Having worked in a corporate environment in the past, I do understand your
frustration. Not all of the decisions or rules make sense.
The problem is I can also understand your administrator’s position.
It all boils down to the definition of “security risk”.
And you’re very correct – simply forwarding email doesn’t add any additional technical risk. If the mail had a virus, then the forwarded one likely will too. If it was safe, forwarding the email through another service like Gmail certainly isn’t going to add malware to it.
And I’m certain – or at least hopeful – that this isn’t what your admin had in mind.
Instead, I’m going to guess he’s concerned about something else. I’ll use a very vague and general term, and call it a “risk of exposure”.
You’ve indicated that your email’s available on a “protected network”. I’m guessing that could be as simple as a private LAN. That means that inter-office email never travels across the internet, and that email coming in from the internet never leaves the private LAN once it arrives.
In other words, your company, and your administrator, have total control over your internal communications.
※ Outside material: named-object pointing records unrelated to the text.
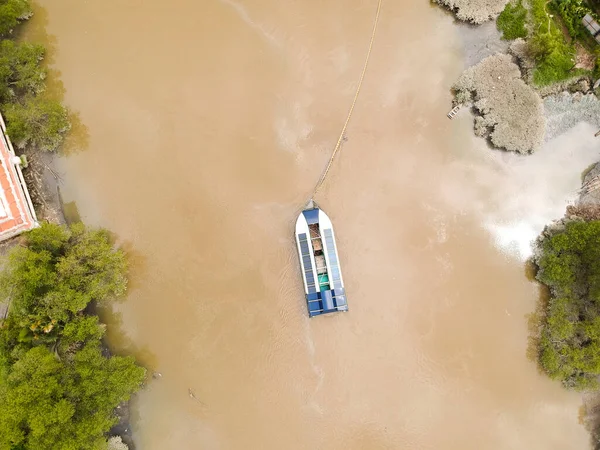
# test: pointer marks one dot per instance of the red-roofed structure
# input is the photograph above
(16, 209)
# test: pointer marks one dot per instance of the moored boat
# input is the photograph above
(319, 262)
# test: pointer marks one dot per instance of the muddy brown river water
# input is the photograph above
(208, 123)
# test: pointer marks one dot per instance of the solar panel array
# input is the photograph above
(307, 263)
(334, 270)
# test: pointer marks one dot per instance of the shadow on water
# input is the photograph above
(70, 212)
(589, 417)
(117, 340)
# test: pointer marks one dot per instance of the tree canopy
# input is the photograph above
(12, 12)
(569, 265)
(57, 388)
(33, 119)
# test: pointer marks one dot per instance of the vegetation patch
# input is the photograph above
(553, 54)
(569, 264)
(511, 112)
(58, 389)
(511, 21)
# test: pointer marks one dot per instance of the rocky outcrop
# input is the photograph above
(474, 11)
(511, 113)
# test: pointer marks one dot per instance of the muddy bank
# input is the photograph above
(43, 181)
(480, 41)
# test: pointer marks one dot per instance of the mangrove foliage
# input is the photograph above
(58, 386)
(569, 264)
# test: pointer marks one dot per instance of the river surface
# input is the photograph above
(207, 124)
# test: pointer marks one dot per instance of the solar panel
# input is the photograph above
(334, 270)
(307, 263)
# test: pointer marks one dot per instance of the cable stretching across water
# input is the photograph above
(362, 77)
Access is restricted to those individuals who have been given access to that LAN. Even unauthorized access to your email, for example, would have to be an “inside job”, since your email is never allowed to leave the LAN.
If you auto-forward to Gmail, or any other service out on the internet, that changes. In theory it should be just as secure, or at least as secure as you keep your Gmail account. However, it opens the door to a few other issues:
If your Gmail account is compromised, sensitive company information could be visible.
If your ISP or internet connection is compromised, sensitive company information could be visible.
If you happen to access your email in an unsecure way at, say, an open WiFi hotspot, your company emails could be visible to an unauthorized third party.
Regardless of the problem or compromise, once the email has left your corporate LAN, your administrator has no control over what happens, and cannot rectify any problems that might result.
Most companies place these types of restrictions purely for that last reason: the risks of some kind of problem cropping up are simply perceived as too great, and the ability to “fix it” if something does happen is simply too small.
I’m not going to venture a guess as to whether or not your company is being overly cautious. Certainly the administrator could just be protecting himself, or retaining control, as opposed to truly thinking about what’s best for the company. The company rules could be in place simply to cover their assets. But it’s also quite possible that at the other end of the spectrum there are scenarios where what you’re asking for could legitimately be considered too risky.